By Sambeet Dash
Nilakantha Das was a maverick but a progressive person, piquant and at odds with the prevalent superstitions of the time. He has devoted an entire chapter to this, clearing the aura of BHAKTIKA MITHYA or devotional lies attributed to famous personalities.
One of them was about UTKALAMANI (The Jewel of Odisha) Gopabandhu Das, Pandit Lingaraj Mishra wrote this sometime in 1950s when a statue of Utkalamani was inagurated in Cuttack:
“When Gopabandhu’s only son was laying on his death bed in 1904, he got the news about the devastating floods in Odisha. Bidding adieu to his son at his bedside, Gopabandhu supposedly said – “So many sons of my country are perishing. I have to serve them, even if I have to leave my son on his death bed” – followed by proceeding to flood impacted areas to serve the impacted folks.
Then Poet Radhamohan Gadanayak wrote a long poem eulogizing Gopabandhu on this. No question about our beloved Utkalamani’s unflinching dedication and commitment towards social service, but this was simply a devotional lie spread by his BHAKTs (devotees).
Nilakantha Das has kept the records straight on this by providing detailed facts with timelines. Lingaraj Mishra who wrote this popular anecdote didn’t know Gopabandhu before 1921. The later was never involved in serving people in flood or draught affected areas until the year 1908 when he formed the “Young Utkal Association”. It was good 4 years after 1904 when the claim of him abandoning his sick son to serve the calamity -stricken people was made.

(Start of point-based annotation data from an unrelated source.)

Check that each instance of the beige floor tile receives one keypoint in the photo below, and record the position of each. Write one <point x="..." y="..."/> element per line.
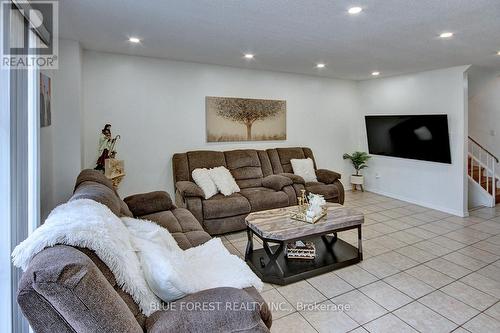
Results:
<point x="490" y="227"/>
<point x="356" y="276"/>
<point x="422" y="233"/>
<point x="465" y="261"/>
<point x="409" y="285"/>
<point x="447" y="267"/>
<point x="432" y="248"/>
<point x="378" y="217"/>
<point x="278" y="304"/>
<point x="426" y="217"/>
<point x="487" y="246"/>
<point x="491" y="271"/>
<point x="494" y="311"/>
<point x="301" y="293"/>
<point x="467" y="236"/>
<point x="378" y="267"/>
<point x="398" y="260"/>
<point x="382" y="228"/>
<point x="293" y="323"/>
<point x="469" y="295"/>
<point x="449" y="307"/>
<point x="389" y="323"/>
<point x="386" y="295"/>
<point x="374" y="247"/>
<point x="411" y="220"/>
<point x="424" y="319"/>
<point x="483" y="283"/>
<point x="434" y="227"/>
<point x="406" y="237"/>
<point x="236" y="236"/>
<point x="329" y="319"/>
<point x="448" y="243"/>
<point x="390" y="243"/>
<point x="330" y="284"/>
<point x="479" y="254"/>
<point x="362" y="308"/>
<point x="397" y="224"/>
<point x="416" y="254"/>
<point x="482" y="324"/>
<point x="432" y="277"/>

Pandit Das knew Gopabandhu from close quarters. Utkalamani was not a stoic person; rather he had a soft, caring heart. Nilakantha had seen in his own eyes, in presence of Late Sadashiv Mishra (a famed teacher in Puri Jilla School) the death of Gopabandhu’s infant son in the arms of his wife. Needless to say, the parents were inconsolable. He was his only son and there was no flood at that time.
Another devotional fabrication about Gopabandhu. It was ascribed to the time period after his son’s death and before the great flood of 1908: ‘he became a saffron clad Sanyasi (Yogi) and roamed across the nation.’ That was also nowhere close to the truth. Had these facts were not disclosed by Nilakantha, these urban legends would never have been debunked and turned into gospels.
(This is the 16th in series of recapitulation in the writer’s own words portions of Pandit Nilakantha Das’s Biography in Odia.)
Sambeet Dash is an Odia technocrat living in Georgia US.